Roundup: Prepping the First Ministers’ meeting

In the lead up to Wednesday’s Council of the Federation meeting in Halifax, the premier of Nova Scotia discusses how he finds the federal government’s aloofness to be “troubling.” Meanwhile, environmentalists are hoping to engage the premiers at said meeting, given that the proposed national energy strategy will be one of the key topics discussed. A new Senate report will add fuel to the fire on the need for such a strategy.

In a not unrelated matter, it seems that BC Premier Christy Clark is starting to talk tougher on the Northern Gateway Pipeline, and sent out two of her ministers to outline her concerns. It seems like this is reverberating enough that Joe Oliver is starting to moderate his own tone a little. Alberta Premier Alison Redford, however, is none too happy with the objections.

Prime Minister Harper will be meeting with Toronto Mayor Rob Ford tomorrow in the wake of last week’s shooting incident. It sounds like it’s more of a photo op for Harper to tout all of the sentencing measures they’ve put into place – but considering that Ford wants banishment from the realm to be part of his powers, it may not be enough for him.

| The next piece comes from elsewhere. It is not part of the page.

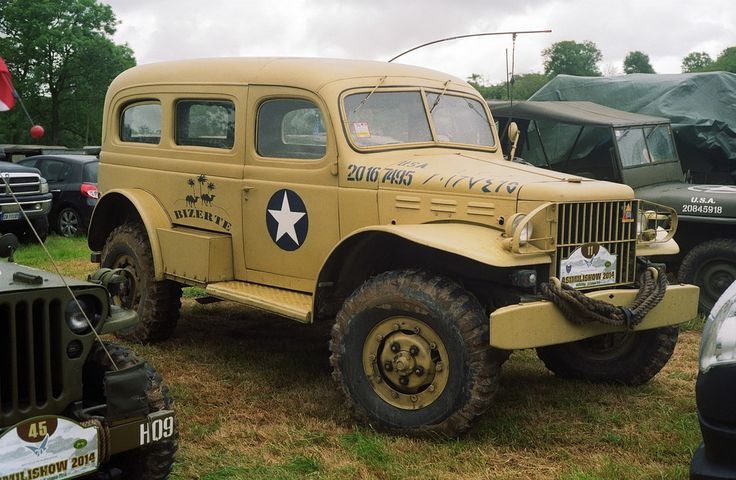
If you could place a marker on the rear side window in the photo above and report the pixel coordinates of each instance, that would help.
(291, 128)
(141, 123)
(205, 123)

China’s state-owned CNOOC has made a $15 billion offer for Calgary oil company Nexen. Christian Paradis says his office will be reviewing the proposal. It also appears that Nexen officials met with CSIS in April to discuss “security issues,” which is curious.

Harper’s deputy chief of staff has taken a high-profile job in the private sector. Kady O’Malley looks at how this works out given the five-year “cooling off period” that he is supposed to be subjected to.

Here’s a look at Leona Aglukkaq’s record when it comes to taking the expert recommendations on food issues.

At the International AIDS Conference in Washington DC, AIDS doctors say that they have the tools to control the epidemic, but they need the political will to do so, which means things like ending the war on drugs.

It seems that Americans who show up at our borders with loaded handguns in their cars cite “cultural differences” as to why they’re armed. Here’s a look at the weapons seizures since 2006.

Strip club owners are starting to scour high schools to recruit new dancers, considering that the government is cracking down on getting temporary foreign workers or other immigrants to fill those roles. Hands up who didn’t see this happening.

And HSBC has some interesting cultural advice for doing business with Canadians as opposed to Americans. And some of the observations are pretty keen.